Hello, I got problems with my HP touchpad since the installation of CM11 for a few weeks now.

At then moment I'm using :
[ROM] [4.4.2][3.0 Kernel] [CyanogenMod 11 by Jcsullins] [DM] By Jcsullins
gapps-kk-20140105-signed.zip Standard KK Gapps
PhilZ_CWM-jcs-dm-tenderloin-20140317.zip

The first problem since I installed the data media builds of CM11 by Jcsullins is whenever I unlock the screen the TP would just freeze and restart just to the same thing over and over... I tried used the AOKP ROM version 4.4.2 Kitkat and that didn't help solve this problem at all.I used the TP toolbox to do a complete data reset to try to make sure that anything didn't get corrupted during the last installation but it didn't work making it the same issue if I use ANY of the kitkat ROMs.

The second problem I have with my TP is kinda hard to explain but I'll try to make to make a video on it asap but I'll try to explain it the best I could until I make a video. 
Back on topic, since my first installation of cm9 (can't remember the build name) I had a problem with the ability to play any type of video after a certain amount of time.

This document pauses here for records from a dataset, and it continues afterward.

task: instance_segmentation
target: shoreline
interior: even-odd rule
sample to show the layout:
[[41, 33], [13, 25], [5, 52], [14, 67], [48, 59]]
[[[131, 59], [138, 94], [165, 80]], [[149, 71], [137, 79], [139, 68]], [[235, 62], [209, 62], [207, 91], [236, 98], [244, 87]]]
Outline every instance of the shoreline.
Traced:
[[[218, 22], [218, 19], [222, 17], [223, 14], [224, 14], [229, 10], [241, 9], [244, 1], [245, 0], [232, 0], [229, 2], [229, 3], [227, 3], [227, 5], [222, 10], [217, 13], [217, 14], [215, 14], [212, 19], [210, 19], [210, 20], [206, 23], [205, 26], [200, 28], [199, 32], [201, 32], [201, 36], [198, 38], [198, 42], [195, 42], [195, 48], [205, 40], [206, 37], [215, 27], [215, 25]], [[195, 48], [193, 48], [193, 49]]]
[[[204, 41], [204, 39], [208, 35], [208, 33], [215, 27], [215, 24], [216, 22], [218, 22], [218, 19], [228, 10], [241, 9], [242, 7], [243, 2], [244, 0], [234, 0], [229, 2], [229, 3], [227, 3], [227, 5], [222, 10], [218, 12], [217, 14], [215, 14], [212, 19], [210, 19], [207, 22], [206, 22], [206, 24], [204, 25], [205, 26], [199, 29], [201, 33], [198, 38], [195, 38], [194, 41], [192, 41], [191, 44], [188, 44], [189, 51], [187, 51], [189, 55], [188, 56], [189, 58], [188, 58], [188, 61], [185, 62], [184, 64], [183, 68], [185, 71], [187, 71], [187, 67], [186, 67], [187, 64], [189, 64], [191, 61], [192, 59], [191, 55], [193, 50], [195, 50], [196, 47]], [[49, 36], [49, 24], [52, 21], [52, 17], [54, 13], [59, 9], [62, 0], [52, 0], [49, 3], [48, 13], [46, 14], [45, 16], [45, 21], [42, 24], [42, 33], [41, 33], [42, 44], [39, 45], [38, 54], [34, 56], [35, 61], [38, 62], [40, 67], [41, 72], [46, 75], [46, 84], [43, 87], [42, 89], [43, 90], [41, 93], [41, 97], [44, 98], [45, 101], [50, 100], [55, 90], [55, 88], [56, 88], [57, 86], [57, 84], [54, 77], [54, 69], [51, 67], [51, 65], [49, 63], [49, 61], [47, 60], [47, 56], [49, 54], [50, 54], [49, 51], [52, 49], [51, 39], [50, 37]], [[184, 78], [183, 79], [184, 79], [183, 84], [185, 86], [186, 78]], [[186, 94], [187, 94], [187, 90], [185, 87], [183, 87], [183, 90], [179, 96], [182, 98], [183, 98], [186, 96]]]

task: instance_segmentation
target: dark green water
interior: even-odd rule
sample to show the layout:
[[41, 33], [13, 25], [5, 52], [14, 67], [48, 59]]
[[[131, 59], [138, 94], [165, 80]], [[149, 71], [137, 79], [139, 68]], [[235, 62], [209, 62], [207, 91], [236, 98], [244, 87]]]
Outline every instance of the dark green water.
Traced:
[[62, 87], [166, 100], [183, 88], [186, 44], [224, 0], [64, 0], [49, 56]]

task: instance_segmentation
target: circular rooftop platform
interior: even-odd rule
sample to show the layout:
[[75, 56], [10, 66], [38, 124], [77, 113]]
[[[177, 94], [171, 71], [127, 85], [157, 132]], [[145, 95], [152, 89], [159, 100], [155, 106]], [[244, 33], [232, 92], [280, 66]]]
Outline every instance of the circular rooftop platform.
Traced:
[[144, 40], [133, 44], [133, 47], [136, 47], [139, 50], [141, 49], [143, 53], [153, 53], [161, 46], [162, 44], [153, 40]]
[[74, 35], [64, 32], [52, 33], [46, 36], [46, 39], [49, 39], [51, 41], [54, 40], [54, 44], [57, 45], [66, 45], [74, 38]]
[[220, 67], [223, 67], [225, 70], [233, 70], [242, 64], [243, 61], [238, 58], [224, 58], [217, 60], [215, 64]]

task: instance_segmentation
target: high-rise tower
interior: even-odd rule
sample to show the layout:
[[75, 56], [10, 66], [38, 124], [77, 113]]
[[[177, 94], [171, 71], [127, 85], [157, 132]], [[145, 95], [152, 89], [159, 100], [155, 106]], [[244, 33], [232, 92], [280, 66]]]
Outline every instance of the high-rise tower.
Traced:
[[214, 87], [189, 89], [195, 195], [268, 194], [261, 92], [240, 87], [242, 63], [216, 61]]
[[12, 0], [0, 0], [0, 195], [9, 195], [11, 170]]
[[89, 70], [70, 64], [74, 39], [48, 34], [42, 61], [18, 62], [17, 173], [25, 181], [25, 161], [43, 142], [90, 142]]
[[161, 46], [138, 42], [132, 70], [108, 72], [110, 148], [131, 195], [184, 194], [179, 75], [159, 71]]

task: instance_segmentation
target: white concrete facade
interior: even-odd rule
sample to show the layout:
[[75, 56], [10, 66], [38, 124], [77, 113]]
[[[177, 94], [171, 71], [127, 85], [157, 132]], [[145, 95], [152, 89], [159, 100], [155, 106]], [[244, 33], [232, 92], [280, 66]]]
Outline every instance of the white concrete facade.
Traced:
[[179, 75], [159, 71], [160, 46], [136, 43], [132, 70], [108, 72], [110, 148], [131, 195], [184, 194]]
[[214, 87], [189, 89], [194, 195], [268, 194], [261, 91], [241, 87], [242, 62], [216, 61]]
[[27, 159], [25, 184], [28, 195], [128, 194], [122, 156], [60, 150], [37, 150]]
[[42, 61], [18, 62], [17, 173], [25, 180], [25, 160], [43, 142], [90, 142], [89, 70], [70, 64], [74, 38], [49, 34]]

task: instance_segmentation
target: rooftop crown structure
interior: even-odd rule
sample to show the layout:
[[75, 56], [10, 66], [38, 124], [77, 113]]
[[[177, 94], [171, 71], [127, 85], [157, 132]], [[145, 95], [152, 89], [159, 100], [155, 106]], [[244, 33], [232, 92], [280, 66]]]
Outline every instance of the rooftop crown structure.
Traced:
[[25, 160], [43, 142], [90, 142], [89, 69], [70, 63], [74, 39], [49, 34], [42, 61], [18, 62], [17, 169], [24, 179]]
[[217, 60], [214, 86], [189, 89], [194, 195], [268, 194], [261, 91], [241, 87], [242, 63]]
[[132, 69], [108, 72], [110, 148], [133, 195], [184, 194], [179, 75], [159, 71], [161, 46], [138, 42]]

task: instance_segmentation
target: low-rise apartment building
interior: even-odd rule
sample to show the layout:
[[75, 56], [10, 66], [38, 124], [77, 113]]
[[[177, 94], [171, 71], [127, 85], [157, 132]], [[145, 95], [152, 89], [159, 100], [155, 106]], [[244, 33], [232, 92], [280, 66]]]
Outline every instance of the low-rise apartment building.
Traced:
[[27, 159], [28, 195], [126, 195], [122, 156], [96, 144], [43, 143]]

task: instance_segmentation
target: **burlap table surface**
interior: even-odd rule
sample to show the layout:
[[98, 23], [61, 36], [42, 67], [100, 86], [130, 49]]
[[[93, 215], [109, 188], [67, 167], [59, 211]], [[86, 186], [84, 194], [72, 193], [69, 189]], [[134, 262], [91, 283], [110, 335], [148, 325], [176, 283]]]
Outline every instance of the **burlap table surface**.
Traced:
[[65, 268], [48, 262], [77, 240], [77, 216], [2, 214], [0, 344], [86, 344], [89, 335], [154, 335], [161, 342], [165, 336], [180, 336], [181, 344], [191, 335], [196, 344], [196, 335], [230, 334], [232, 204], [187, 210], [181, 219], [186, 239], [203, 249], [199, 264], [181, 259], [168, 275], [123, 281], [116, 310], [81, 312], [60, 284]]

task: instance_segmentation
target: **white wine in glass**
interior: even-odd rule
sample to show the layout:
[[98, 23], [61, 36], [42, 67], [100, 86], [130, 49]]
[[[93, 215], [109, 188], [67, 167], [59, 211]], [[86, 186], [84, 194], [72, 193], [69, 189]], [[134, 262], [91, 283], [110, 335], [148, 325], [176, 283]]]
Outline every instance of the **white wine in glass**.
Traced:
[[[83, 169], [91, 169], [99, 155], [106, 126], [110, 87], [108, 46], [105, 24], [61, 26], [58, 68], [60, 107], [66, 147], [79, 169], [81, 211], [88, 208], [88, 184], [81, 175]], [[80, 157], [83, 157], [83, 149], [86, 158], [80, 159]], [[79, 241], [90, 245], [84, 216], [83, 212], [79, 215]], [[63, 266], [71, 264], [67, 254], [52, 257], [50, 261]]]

It would go like this, I would watch videos for 10 mins then when I go to a next video it would refuse to play until reboot making it repeat all again.

For example, I would watch a YouTube video for about 3 mins then switch to a video on the SD it would freeze for a sec then plays for 5 secs without sound then freezing at the 5 sec point.Then,when I reboot everything works fine like nothing happened.

Once again sorry if this wasn't clear as I would try to make a video for a better understaning of my problem I have.I have a little experience when it comes to things like this.For my installation of CyanogenMod I used Roland Deschain guide here (on these forums) and on YouTube.

Also I tried using MXPlayer to play the videos I download but it would do the same thing as stated above.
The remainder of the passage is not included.